A Reminder of Our "Oscar-Size" Responsibility

As we are in the full swing of awards season, one of the biggest and most acclaimed award shows of them all is upon us--the 88th Academy Awards, airing on Sunday, February 28th. Ironically, my first ever blog post on this site was written about the 84th Academy Awards and its unsurprising "selectivity," in choosing what roles and works of art featuring African-Americans (as shown here) were deemed worth celebrating. Long before hashtags such as #OscarsSoWhite and #OscarsSoWhiteAgain became hot trending topics, we may have been invited to the "big show" but, even then, we were not always celebrated for what we considered to be our best.

Year after year, though several deserving films by and featuring African-Americans hit our big screens bringing with them solid plots, strong writing, and stellar acting, acknowledgment of those movies or performances are cast aside like film strips on a cutting room floor. This year is no exception. Although we were  blessed to witness a wide range of  outstanding performances from Michael B. Jordan in "Creed" to Will Smith in "Concussion" and marvel over explosive films from "Straight out of Compton" to "Beasts of No Nation," we again found ourselves and our works listed nowhere in the list of Academy nominations. The outrage has (again) made headlines; a black actress has called for a boycott in attending; and in less than seven days, we'll see which of ours in the entertainment industry will heed the call to stay home and who will take to the red carpet in unabashed glee.
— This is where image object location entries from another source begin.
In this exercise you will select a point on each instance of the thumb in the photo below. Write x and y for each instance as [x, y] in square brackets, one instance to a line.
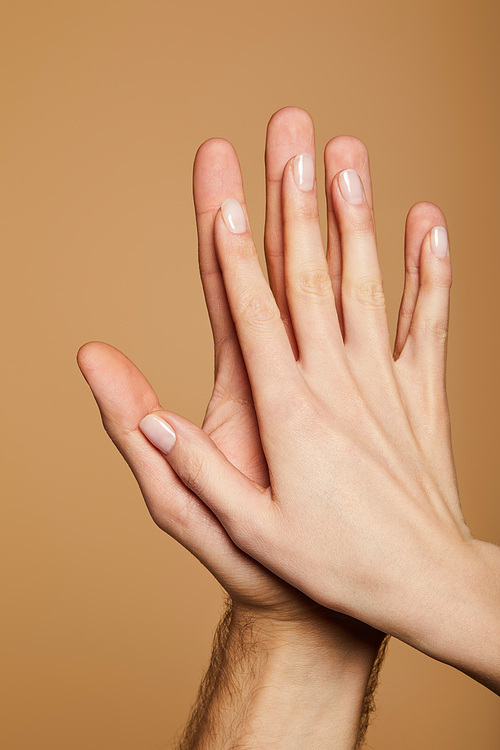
[238, 502]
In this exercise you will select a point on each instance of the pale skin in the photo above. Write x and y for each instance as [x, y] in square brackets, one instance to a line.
[284, 654]
[361, 510]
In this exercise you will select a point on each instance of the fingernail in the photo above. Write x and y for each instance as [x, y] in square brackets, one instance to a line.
[439, 242]
[351, 187]
[303, 171]
[158, 432]
[233, 216]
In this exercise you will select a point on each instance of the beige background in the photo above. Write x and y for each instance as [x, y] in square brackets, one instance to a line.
[107, 623]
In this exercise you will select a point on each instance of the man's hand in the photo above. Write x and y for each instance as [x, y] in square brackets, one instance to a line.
[362, 510]
[328, 657]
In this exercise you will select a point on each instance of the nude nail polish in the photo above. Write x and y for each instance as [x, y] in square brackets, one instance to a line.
[158, 432]
[351, 187]
[303, 171]
[233, 216]
[439, 242]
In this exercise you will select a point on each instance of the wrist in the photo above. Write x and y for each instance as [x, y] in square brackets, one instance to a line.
[311, 674]
[455, 616]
Fortunately, due in large part to social media-driven discussions, the topic on the need for diversity in Hollywood seems to be gaining better traction, as even the Academy of Motion Picture Arts and Sciences first black female president Cheryl Boone Issacs has vowed to see to it that equality both in front of and behind the camera--as well as more recognition for both--is achieved. What impact she'll actually have on the 89-year-old "good ol' boys club" remains to be seen.

In the meantime, however, I encourage us to support the numerous awards shows from the NAACP Image Awards to the Trumpet Awards to the American Black Film Festival Awards, that celebrate the full range of us and our works; to continue to pour into theaters to support all of our movies on opening weekend instead of waiting for the convenience of their cable debut; to use some of the money we spend on designer wear that make our counterparts richer, and instead donate to one of the many GoFundMe campaigns of our independent artists struggling to bring their vision to fruition; and to, simply, always be reminded of our responsibility to uplift each other. We must not wait for opportunity to find us and, in turn, we must not wait for the acknowledgement of others to celebrate our talents. Let's focus less on trying to fit in and instead celebrate standing out. When we do so, we are reminded that we are all we need to be validated.

As Jada Pinkett-Smith so passionately stated, "Begging for acknowledgement diminishes one's dignity." While the rest of the world decides to catch up in acknowledging African-American artists as the multi-talented beings that they are and celebrate their works in their full glory, let us never lose sight of who we already know ourselves to be-- gold statue be damned.